Might be an awful decision, might be a smart one, in any case there is no “we” here.
ianandrich
Thats the neat part. We won't.
midnitewarrior
I really appreciate your optimism about a future world where you expect senior devs will be needed. How do we get the tech bros to share your vision for the future?
theusus
Used it didn't like it. Claude Code is far better because the active collaboration part.
mvieira38
Different use cases, IMO. With a cloud solution like this it's much easier to ask it to solve whatever issues or backlog tasks you have and continue working on your own on your main project. I don't think this is a solution for vibecoding or for the AI copilot crowd
throwup238
It is also great for on the go when you only have a phone. I frequently fire off agents when I get a new idea or some backlog I want to tackle while I’m the gym - the 2 minute rest periods between sets is perfect to write up a prompt or review some changes.
r0fl
I thought I would like it based on the pitch but gave up using it after just a handful of times
Liking kiro a lot these days
beefnugs
So are there just 100 developers sitting in the edge of their seats constantly refreshing all the spy reports from other AI companies, waiting to copy the exact same idea and shit it out at top speed?

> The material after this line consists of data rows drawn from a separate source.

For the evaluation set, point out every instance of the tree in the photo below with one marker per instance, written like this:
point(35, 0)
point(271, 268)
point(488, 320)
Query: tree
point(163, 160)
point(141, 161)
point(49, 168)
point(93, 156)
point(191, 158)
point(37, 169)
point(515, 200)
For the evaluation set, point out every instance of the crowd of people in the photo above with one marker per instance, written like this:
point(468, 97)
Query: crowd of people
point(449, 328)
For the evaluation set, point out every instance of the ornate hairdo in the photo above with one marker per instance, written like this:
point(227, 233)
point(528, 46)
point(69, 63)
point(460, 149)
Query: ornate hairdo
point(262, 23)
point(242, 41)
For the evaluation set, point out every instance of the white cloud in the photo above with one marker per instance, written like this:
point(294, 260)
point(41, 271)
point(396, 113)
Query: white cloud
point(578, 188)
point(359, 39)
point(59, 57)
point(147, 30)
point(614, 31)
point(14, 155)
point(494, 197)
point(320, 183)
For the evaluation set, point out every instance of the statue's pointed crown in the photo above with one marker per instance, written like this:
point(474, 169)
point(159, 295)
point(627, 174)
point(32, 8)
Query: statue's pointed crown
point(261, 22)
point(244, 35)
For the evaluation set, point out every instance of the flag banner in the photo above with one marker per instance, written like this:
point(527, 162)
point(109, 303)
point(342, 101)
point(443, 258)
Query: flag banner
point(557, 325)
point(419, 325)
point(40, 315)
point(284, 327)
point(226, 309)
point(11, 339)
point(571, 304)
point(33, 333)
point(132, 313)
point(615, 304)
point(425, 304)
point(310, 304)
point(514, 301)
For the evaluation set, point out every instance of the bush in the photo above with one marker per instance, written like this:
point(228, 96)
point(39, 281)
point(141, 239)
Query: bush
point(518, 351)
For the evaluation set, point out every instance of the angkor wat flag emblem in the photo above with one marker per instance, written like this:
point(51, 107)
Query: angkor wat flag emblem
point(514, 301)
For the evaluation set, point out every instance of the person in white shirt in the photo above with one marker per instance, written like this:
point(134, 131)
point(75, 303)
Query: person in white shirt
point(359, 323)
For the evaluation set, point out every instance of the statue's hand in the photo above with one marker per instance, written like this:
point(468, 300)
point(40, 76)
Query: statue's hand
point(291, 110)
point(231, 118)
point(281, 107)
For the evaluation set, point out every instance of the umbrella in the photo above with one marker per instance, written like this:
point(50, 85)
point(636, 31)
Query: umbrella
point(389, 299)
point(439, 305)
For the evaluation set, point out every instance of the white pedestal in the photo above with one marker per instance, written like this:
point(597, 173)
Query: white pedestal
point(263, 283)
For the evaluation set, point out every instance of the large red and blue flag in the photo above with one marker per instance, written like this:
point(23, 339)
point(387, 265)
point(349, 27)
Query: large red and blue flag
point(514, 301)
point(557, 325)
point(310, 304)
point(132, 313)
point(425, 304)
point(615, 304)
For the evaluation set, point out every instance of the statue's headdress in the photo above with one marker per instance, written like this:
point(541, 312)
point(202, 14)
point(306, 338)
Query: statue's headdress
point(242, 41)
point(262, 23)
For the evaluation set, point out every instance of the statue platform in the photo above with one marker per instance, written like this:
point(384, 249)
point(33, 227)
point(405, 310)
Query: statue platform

Or is it more of a vibe code thing where every new feature from everyone is recreated by every other company in a matter of days?
Do they even realize they are destroying their own industry economics? The only reason anyone uses big tech is because there are no alternatives
byefruit
How is this different from https://github.com/google-gemini/gemini-cli ?
Edit: it seems this is a hosted version. Would be nice if they actually joined up some of their products.
mattnewton
Idk, I think this is easier to talk about than “codex” by open ai which means either means the cli or the web interface to an agent with its own computer.
(Or a deprecated code fine tuned model)
esafak
Being hosted, it does not have access to your development environment. Its Ubuntu sandbox is quite restricted. https://jules.google/docs/environment/
dvngnt_
How long do we think it will take for google to rename this like the did from Bard > Gemini
Retr0id
> over 140,000 code improvements shared publicly.
Where can I check them out?
Why has Google totally overcomplicated their subscription models?
Looking at "Google AI Ultra" it looks like I get this Jules thing, Gemini App, Notebook, etc. But if I want Gemini CLI, then I've got to go through the GCP hellscape of trying to create subscriptions, billing accounts then buying Google Code Assist or something, but then I can't get the Gemini app.
Then of course, this Google AI gives me YouTube Premium for some reason (no idea how that's related to anything).